From: Alabaster Snowball
sudo -l says I can run a command as root. What does it do?

The banner page from the terminal challenge:

../_images/nyanshell-banner.png

Solution

Log in as the user alabaster_snowball with a password of Password2, and land in a Bash prompt.

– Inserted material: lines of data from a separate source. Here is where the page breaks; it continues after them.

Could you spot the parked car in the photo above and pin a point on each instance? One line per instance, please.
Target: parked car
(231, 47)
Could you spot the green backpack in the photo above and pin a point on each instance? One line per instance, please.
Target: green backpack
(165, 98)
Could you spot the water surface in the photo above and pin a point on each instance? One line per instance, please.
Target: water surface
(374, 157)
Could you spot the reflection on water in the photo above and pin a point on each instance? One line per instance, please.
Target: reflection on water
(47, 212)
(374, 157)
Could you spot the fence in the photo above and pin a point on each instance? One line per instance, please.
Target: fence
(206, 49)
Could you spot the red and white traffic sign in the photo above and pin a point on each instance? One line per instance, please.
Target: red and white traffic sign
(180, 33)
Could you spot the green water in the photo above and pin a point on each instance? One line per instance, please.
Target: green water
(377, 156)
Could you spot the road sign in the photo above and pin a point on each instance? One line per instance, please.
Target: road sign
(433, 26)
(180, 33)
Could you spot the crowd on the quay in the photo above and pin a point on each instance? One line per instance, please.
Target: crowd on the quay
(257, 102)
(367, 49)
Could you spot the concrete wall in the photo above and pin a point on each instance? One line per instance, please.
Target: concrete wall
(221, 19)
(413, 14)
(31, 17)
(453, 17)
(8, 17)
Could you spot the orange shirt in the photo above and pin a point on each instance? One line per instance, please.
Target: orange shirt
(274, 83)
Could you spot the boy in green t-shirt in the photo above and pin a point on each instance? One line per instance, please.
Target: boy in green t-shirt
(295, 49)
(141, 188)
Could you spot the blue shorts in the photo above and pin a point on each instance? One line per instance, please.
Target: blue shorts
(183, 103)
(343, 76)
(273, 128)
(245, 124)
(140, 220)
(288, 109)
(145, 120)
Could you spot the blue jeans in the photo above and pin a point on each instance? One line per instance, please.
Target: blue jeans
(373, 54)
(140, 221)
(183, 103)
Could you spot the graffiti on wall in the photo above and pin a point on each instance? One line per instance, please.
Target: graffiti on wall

We used the whoami command to confirm that our username was elf

We then used the following command to determine what our shell was: cat /etc/passwd

The output was as follows:

root:x:0:0:root:/root:/bin/bash
daemon:x:1:1:daemon:/usr/sbin:/usr/sbin/nologin
bin:x:2:2:bin:/bin:/usr/sbin/nologin
sys:x:3:3:sys:/dev:/usr/sbin/nologin
sync:x:4:65534:sync:/bin:/bin/sync
games:x:5:60:games:/usr/games:/usr/sbin/nologin
man:x:6:12:man:/var/cache/man:/usr/sbin/nologin
lp:x:7:7:lp:/var/spool/lpd:/usr/sbin/nologin
mail:x:8:8:mail:/var/mail:/usr/sbin/nologin
news:x:9:9:news:/var/spool/news:/usr/sbin/nologin
uucp:x:10:10:uucp:/var/spool/uucp:/usr/sbin/nologin
proxy:x:13:13:proxy:/bin:/usr/sbin/nologin
www-data:x:33:33:www-data:/var/www:/usr/sbin/nologin
backup:x:34:34:backup:/var/backups:/usr/sbin/nologin
list:x:38:38:Mailing List Manager:/var/list:/usr/sbin/nologin
irc:x:39:39:ircd:/var/run/ircd:/usr/sbin/nologin
gnats:x:41:41:Gnats Bug-Reporting System (admin):/var/lib/gnats:/usr/sbin/nologin
nobody:x:65534:65534:nobody:/nonexistent:/usr/sbin/nologin
_apt:x:100:65534::/nonexistent:/usr/sbin/nologin
elf:x:1000:1000::/home/elf:/bin/bash
alabaster_snowball:x:1001:1001::/home/alabaster_snowball:/bin/nsh

This shows that our shell is /bin/bash.

However, the shell for alabaster_snowball is /bin/nsh.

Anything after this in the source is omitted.